_ No 18 - printemps 2007 Print

Eureka - America - America

D’un seul coup d’aile, le vol SR108 nous mène de Zurich à San Francisco; de là, la mythique autoroute 101, qui irrigue toute la Vallée du silicium, nous conduit plein nord jusqu’à Eureka, aux confins de la Californie. Une imprévisible rage de dents nous cloue en ce lieu, permettant du coup une observation rapprochée du mode de vie américain.

Générosité dans l’accueil, gaspillage des ressources, goût d’entreprendre, pauvreté culturelle dominent la scène. Même si les formules de politesse se résument à l’onomatopée la plus brève qu’on puisse imaginer, le légendaire «Hi» est assorti d’un sourire de bienvenue toujours chaleureux, jamais forcé. Le client est roi, même si le festin se limite à l’incontournable sandwich BLT (bacon, lettuce, tomato). À la pompe – où le préposé nous initie aux délicates manipulations de la carte de crédit et du bec verseur –, chez le dentiste – où le voyageur loin de sa base atterrit en urgence absolue –, dans le bus – où vous avez droit à une annonce personnalisée –, l’accueil sera invariablement généreux.

Le gaspillage des ressources commence à table, où les dimensions parfois hallucinantes des pizzas, steaks et autres sandwiches nous condamnent à des explications confuses au serveur éploré ; il n’y a que le ristretto qui va dans le bon sens, combinant une augmentation de qualité – enfin du goût ! –, avec une diminution de quantité. L’excès de climatisation – il fait toujours trop froid –, et la malutilisation de l’espace – les villes sont dispersées et sans caractère –, découlent de cette abondance de ressources – énergie, matière, espace – à disposition du peuple américain.
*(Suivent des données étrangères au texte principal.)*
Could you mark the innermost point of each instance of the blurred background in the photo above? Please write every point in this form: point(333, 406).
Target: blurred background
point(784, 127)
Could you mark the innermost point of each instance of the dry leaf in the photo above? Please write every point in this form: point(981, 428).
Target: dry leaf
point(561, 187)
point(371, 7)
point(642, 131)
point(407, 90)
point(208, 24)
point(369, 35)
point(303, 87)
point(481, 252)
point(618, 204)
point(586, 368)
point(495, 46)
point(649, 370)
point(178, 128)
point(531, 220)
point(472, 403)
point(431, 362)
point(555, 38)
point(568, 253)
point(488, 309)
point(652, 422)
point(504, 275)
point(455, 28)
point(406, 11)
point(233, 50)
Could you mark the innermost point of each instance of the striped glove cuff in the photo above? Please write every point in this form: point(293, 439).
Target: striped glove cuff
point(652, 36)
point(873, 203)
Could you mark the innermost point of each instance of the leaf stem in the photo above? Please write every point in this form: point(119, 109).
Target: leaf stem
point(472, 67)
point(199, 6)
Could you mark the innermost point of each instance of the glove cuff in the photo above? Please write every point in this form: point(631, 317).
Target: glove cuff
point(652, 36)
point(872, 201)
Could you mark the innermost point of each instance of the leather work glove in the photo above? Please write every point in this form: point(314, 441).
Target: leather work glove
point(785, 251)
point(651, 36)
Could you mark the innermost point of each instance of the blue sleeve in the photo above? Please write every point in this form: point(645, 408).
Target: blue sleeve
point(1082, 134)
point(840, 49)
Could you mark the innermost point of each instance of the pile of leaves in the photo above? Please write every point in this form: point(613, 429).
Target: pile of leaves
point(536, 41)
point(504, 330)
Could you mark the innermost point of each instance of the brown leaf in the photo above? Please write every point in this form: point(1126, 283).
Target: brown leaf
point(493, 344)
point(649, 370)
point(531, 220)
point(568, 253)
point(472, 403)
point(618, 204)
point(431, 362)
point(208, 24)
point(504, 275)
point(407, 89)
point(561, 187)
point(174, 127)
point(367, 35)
Le goût d’entreprendre resplendit tout au long de la vallée du silicium, et plus encore autour de la nouvelle capitale de la Baie, San Jose, ville plate au propre comme au figuré, mais rutilante de ses palais techniques: toute la nouvelle économie du silicium – transistors, ordinateurs, réseaux de communications – a son centre de gravité là. Mais plus au nord, à Eureka où, malgré son nom, les chercheurs d’or n’ont rien trouvé, là aussi l’esprit d’entreprise a déniché un nouveau créneau: l’exploitation du bois, les fabuleux troncs de bois rouge (redwood), constitue à la fois la base du tourisme et de l’industrie de la construction.

L’Européen assoiffé de culture, donc de différences, est déçu aux États-Unis sitôt qu’il quitte les grands centres: nourriture fade et monotone, avalée sur le pouce plutôt que dégustée dans les rituels, absence généralisée d’odeurs, films standardisés et distribués dans des salles multiples au choix très limité. Par contre, la culture du «No», c’est-à-dire de l’interdiction, n’a pas de limite: la liste de celles-ci, depuis l’interdiction de se promener à pieds nus ou avec un animal domestique, jusqu’à celle de fumer sur un quai de gare, est très loin de l’image généralement libérale qu’on se fait de l’Amérique.

Accueil chaleureux et nourriture industrielle, esprit d’entreprise et gaspillage des ressources, tout est contraste absolu aux États-Unis, où le marbre des palais bancaires côtoie le plastique des mobilhomes, où la limousine démesurée accoste le trottoir squatté par son clochard.

Visiter les États-Unis, c’est découvrir ce que sera l’Europe dans une génération; merci aux Américains – des Européens exportés – de nous préparer le futur ! Pour nous, il est temps de rafraîchir notre l’anglais.